Cedarville University, located in northwest Ohio, just announced its tenth president, Thomas White, Ph.D. Cedarville started as a liberal arts school but now offers the full gamut of programs many Christian colleges or universities do not. Currently, Cedarville enrolls 3,400 undergraduate students, but the university has a vision to enroll 10,000 students, 4,000 undergraduates and 6,000 online, adult and graduate students, by the year 2020.

“We are a Christ-centered learning community that is Biblically based. Cedarville University is training professionals in many disciplines to be the best in their profession,” said Mark D. Weinstein, Executive Director of Public Relations. “Our approach to Christ-centered education is founded upon academic rigor and quality in everything we do. Students embrace the challenge of being excellent because it honors Christ.”

Sweeney adds, “In comparison to state universities, we’re not a huge campus. But when you have a smaller group the opportunities for collaboration are much greater than when you have huge institutions. That’s something unique to Cedarville—we’re at the table talking and discussing integrating at the faculty and student level.”

Conway described an example of this integration.

“This past year one of the pharmacy faculty and nursing faculty were teaching basic level research courses together,” she says. “They planned classes together and taught classes together in a team approach. In the end the students had a research presentation and had to present the rationale from a nursing approach and a pharmacy approach. Students are recognizing each other and the need to work together.”

Cedarville students aren’t stuck in labs all day. Melissa McNicol, a graduate student from Beaver, Pa., in the Doctor of Pharmacy program, is working in a retail pharmacy.

“We are given the opportunity to experience all types of pharmacy practice before we graduate, “ says McNicol. “We have already completed two rotations through retail pharmacies, both chain and independent. Next year we will do two rotations in hospitals, and then our last year of school will be all rotations. This will allow us to be able to have experiences in all types of pharmacy practice and determine which area is the best fit for us.”

Students also get experiences at community health fairs and service learning projects. Here they get hands-on experience with interdisciplinary care.

“When we participate in community screening events, health fairs, it’s interdisciplinary students and faculty doing this.

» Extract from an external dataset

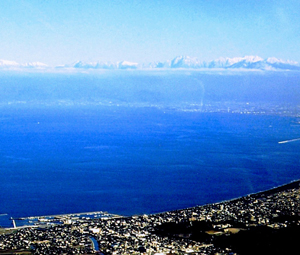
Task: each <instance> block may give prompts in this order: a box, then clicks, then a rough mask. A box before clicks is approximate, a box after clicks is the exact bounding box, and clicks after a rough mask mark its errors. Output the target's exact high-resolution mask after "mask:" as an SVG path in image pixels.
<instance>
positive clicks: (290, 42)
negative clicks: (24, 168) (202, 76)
mask: <svg viewBox="0 0 300 255" xmlns="http://www.w3.org/2000/svg"><path fill="white" fill-rule="evenodd" d="M299 10H300V1H299V0H260V1H257V0H247V1H245V0H218V1H217V0H63V1H61V0H7V1H1V5H0V38H1V40H0V59H5V60H11V61H16V62H18V63H27V62H36V61H39V62H43V63H45V64H47V65H50V66H56V65H64V64H71V63H74V62H75V61H78V60H82V61H103V62H105V61H111V62H118V61H123V60H127V61H131V62H138V63H149V62H155V61H166V60H171V59H173V58H175V57H176V56H179V55H185V56H191V57H196V58H198V59H199V60H202V61H210V60H214V59H217V58H219V57H242V56H246V55H257V56H260V57H262V58H267V57H277V58H280V59H283V60H294V61H298V62H300V50H299V48H300V15H299Z"/></svg>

They are just students taking care of patients, not looking at their disciplines,” explains Sweeney.

“Also, in nursing we are sharing with other disciplines some service learning projects where students work with outside agency or client project to work on problem, these kinds of projects can be handled in interdisciplinary ways,” says Conway. “Last year at an industrial business, students worked with the vendors on snack machines and identified healthy foods. They got the vendor to bring in healthy foods for the workers. It is unheard of in years past for students to have an influence in care. A year ago they worked on blood pressure screening; this year it was nutrition. They are supporting the nurse at the facility, asking what are the problems, how can we help you?”